“You’re aware you’re starting to sound a little defensive, right?”
“Wonder why.”
“The point is, your father dies suddenly and the big winner turns out to be you,” Cantor said.
In the distance I saw some of my players in the parking lot, staring out at us. They waved. I waved. I could feel Cantor’s dark eyes still on me.
“Do you have any reason, other than an inheritance that I didn’t know was coming, for making me feel like a suspect? Or at least a person of interest?”
He smiled. “Well, you are an extremely interesting person.”
Good cop, bad cop. Same guy.
“I believe we’re done here.” I stood.
“For now,” he said. Still smiling.
I walked with him back to the car because I thought it would make me seem defensive if I simply walked away from him. As I opened the door he said, “One more thing?”
“Who are you, Columbo?”
I was behind the wheel, but the door was still open. Cantor leaned in, one arm on the roof of the car.
“You were a champion swimmer, right?”
Seventeen
THE NEXT AFTERNOON Iwas seated across from Joel Abrams, the NFL commissioner, at a table big enough to serve as a helipad. We were in the dining room of the presidential suite at the Mark Hopkins Hotel. I had told him we could meet at the stadium, but I could tell he wanted this to be a command performance and on his own turf.
I had already gotten an earful about his having gone back to New York after my father’s funeral and now having had to fly back here.
I wanted to tell him that I knew he had a Learjet at his disposal. Joe Wolf had habitually referred to him as a glorified bean counter, a world-class ass kisser, and one of the phoniest people he’d ever met.
He was short and round and balding and had always reminded me of a dumpling. He nodded now at the liquor cart at the other end of the table and almost proudly said, “Dedicated concierge service.”
“Good to know,” I said. “Better to have.”
He asked if I wanted something. I said I was fine. He got up and poured himself a Chivas on the rocks, drank some on the way back to his seat.
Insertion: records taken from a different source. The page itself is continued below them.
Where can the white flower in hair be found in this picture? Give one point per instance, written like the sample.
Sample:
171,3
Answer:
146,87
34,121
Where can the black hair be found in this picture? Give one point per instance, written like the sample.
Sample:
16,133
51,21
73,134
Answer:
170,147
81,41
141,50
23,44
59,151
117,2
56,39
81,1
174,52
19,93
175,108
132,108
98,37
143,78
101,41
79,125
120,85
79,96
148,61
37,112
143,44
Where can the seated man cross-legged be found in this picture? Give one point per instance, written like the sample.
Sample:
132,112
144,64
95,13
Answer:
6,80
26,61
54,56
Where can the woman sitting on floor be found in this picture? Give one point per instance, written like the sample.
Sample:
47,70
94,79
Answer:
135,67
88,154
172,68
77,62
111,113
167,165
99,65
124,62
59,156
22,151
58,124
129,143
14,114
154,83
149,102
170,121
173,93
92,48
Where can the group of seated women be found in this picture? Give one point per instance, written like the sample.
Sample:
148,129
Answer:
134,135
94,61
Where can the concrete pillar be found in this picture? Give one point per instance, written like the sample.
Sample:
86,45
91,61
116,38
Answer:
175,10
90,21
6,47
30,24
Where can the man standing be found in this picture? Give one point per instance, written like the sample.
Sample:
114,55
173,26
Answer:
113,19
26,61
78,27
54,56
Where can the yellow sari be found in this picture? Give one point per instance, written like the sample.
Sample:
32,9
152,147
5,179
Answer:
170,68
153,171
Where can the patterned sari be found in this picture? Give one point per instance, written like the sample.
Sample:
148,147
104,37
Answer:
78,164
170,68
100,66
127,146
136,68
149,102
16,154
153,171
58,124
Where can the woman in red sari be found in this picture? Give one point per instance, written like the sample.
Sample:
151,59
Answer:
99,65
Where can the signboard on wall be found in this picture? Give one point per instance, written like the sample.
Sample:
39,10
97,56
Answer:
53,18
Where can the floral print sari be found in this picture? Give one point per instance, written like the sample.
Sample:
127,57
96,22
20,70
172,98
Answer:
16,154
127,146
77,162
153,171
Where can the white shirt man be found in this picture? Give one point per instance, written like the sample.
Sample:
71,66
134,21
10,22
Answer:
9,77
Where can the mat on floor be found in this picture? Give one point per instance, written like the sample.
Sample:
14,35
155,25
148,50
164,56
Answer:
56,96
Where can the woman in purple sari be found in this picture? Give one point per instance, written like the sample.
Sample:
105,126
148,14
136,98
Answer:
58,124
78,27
“You can’t possibly want to do this,” he said when he sat back down.
“This?”
“Run the team.”
“And why is that?”
“Because you have never spent a day of your life being part of the football operation,” he said. “Because being a high school football coach doesn’t make you a Glazer or a Kraft or a Rooney or a Mara. And mostly because a family controversy over the team couldn’t come at a worse time.”
“And why isthat?”
“We’re starting to make some progress on getting the Wolves a deal on the new stadium,” Abrams said.
It had become the longest-running sports drama in town. The city had been fighting my father on a new stadium for the past few years, putting up one roadblock after another, even as he kept telling them and anybody who would listen that he just wanted the same kind of new-stadium deal that other owners in other cities had gotten. But the board of supervisors had fought him every step of the way, getting more dug in as time went on, continuing to raise the amount they expected him to kick in to get the thing done. They said they were looking out for the taxpayers. Joe Wolf called it a shakedown. So there had been no movement from either side for months, even though everybody knew that a new stadium, once built, would mean a Super Bowl for San Francisco.
In pro football, that was the Holy Grail.
“What does this have to do with me running the Wolves?”